#BreakingNews: Strive Masiyiwa Partners BPC To Form Liquid Telecom Botswana

Strive Masiyiwa’s international telecommunications group, Liquid Telecom has joined hands with the Botswana Power Company (BPC) to establish a new telecom service provider which will operate in the country as Liquid Telecom Botswana.

Liquid Telecom Group has operations in selected African countries including here in Zimbabwe, with their local division Liquid Telecom Zim growing to become a leading force in the provision of a robust wholesale carrier network with 40Gbps up to date. 

By Cisco Eng. Shingie Lev Muringi 

Liquid Telecom Botswana is expected to compete with players such as Botswana Fibre Network (BOFINET) in the highly competitive telecoms network industry.

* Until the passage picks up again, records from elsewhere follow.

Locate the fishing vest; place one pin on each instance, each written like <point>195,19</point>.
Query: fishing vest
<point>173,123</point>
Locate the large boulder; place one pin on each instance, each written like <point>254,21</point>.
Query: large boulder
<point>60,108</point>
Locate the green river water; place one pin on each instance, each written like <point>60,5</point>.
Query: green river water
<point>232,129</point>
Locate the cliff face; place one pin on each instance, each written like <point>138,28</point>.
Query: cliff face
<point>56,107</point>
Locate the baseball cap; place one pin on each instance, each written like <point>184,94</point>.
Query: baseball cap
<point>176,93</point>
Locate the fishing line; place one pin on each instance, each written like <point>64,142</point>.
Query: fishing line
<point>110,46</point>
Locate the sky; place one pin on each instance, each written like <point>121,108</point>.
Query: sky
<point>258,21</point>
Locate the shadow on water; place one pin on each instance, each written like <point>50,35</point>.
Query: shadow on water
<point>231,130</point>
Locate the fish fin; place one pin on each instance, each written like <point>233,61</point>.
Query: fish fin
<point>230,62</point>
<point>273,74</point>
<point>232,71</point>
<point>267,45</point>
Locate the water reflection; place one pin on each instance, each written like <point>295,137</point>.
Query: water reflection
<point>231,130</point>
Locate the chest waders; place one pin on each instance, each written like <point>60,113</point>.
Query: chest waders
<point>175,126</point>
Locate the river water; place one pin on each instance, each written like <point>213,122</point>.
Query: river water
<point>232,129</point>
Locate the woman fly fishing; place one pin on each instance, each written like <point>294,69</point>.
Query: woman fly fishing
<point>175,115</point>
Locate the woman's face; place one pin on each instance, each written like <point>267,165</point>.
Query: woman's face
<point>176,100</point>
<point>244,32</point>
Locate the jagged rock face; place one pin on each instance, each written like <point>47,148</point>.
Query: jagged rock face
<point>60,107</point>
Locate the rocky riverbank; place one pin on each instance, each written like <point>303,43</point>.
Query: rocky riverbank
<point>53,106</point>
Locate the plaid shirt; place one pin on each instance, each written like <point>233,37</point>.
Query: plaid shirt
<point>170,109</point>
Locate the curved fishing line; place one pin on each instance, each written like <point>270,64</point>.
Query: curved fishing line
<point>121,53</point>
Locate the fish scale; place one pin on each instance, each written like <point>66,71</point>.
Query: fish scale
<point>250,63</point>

The historic deal was penned by outgoing BPC Chief Executive, Jacob Raleru and his Liquid Telecom counterpart, Nic Rudnick in Gaborone earlier today.

According to a press statement exclusively sent TechnoMag the joint venture will enable the state-owned power company to make more effective use of existing assets, while allowing its Liquid Telecom to better service the needs of wholesale enterprises.

The power utility owns and operates optical fibre cable network that is embedded in some of its voltage transmission lines. In  The new BPC partner was selected after a competitive bidding exercise, said the company. The Mauritius-based company will be the majority shareholder. It will run the day to day activities of the company, Liquid Telecom Botswana.

“The use of BPC’s optic fibre cable network will be granted to Liquid Telecom Botswana under the Indefeasible Right of Use Agreement (IRUA). Rather than taking any rental payments, the capital value of the IRUA will be used to purchase BPC’s equity stake, which is 42, 5 percent,” said BPC.

The power utility is excited about the deal, indicating that it will diversify its revenue base away from electricity sales to both retail and institutional customers. The state-owned power utility has been making perennial losses due to rising operational costs and the non-completion of Morupule B power station.